Look, if your baby were putting broken glass in her mouth you would stop her no matter how much she fussed about it. Same thing with a teen (and she is just a teen.) My point was that a confrontation has to happen. It’s up to cardinal whether the confrontation happens with or without proof. I guess my point is put guilt aside. If you feel you need the proof before you confront, then get it by whatever means necessary. It is well within your rights. Babies are gonna cry.
Now time for another bonghit.

Mrs_Dr_Frank_N_Furter's avatar

How could you! getting into her personal life. Shame on you! lol

tramnineteen's avatar

I’m 21 and I did a fair number of drugs in the past and even smoke cigarettes, I have since quit everything. My only addiction was cigarettes and pot was quite the habit.

That said, you need to know just for your peace of mind the seriousness of pot and a handful of other drugs as opposed to harder ones such as cocaine.

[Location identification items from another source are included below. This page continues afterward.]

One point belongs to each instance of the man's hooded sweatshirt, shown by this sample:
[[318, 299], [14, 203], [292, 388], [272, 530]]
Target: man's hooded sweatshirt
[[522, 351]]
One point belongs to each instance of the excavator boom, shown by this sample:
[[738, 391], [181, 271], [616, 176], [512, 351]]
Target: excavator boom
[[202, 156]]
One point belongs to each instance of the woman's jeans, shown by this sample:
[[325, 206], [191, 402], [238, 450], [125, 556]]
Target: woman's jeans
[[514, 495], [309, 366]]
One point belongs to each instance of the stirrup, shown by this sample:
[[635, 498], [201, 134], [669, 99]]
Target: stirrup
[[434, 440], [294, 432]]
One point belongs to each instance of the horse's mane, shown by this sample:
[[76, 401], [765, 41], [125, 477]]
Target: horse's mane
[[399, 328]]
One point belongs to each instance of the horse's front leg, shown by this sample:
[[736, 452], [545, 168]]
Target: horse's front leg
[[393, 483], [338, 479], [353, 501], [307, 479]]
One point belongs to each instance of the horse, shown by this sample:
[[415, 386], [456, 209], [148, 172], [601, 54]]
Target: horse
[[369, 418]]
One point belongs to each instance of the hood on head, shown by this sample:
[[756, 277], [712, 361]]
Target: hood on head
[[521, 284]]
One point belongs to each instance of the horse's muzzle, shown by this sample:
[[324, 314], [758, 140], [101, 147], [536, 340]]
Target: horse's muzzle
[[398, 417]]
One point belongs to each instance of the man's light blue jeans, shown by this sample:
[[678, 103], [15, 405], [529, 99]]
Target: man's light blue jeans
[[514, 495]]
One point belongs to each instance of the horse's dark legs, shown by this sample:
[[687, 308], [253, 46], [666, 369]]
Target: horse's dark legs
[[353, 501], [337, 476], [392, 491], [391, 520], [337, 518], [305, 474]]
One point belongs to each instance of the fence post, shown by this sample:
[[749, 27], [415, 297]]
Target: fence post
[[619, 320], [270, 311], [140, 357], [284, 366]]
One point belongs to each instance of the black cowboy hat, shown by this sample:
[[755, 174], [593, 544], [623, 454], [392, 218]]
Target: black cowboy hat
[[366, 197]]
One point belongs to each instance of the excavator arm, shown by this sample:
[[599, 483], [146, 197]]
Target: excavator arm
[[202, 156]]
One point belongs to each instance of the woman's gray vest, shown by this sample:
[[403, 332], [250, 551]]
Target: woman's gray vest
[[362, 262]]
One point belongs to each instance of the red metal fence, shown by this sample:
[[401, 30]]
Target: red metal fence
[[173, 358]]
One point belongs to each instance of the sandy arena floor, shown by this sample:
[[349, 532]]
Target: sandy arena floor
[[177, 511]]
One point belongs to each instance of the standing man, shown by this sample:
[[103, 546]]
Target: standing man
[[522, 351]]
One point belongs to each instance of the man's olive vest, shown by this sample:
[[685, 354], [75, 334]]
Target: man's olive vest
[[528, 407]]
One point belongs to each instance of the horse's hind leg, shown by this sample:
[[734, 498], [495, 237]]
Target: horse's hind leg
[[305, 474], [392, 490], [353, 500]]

If your daughter is just smoking a little pot PLEASE stay calm when you confront her about it. How you handle the issue makes a HUGE difference. Anger on your will make things worse. Be loving and patient and she will be shocked and respect your words of wisdom way more.

I would either snoop and make damned sure she never knows, or not and look up all the signs such as red eyes, funny smells, etc.

If she gets into it she WILL slip up and reveal the habit sooner or later via something like that. I did (not that they caught me but they didn’t know to look).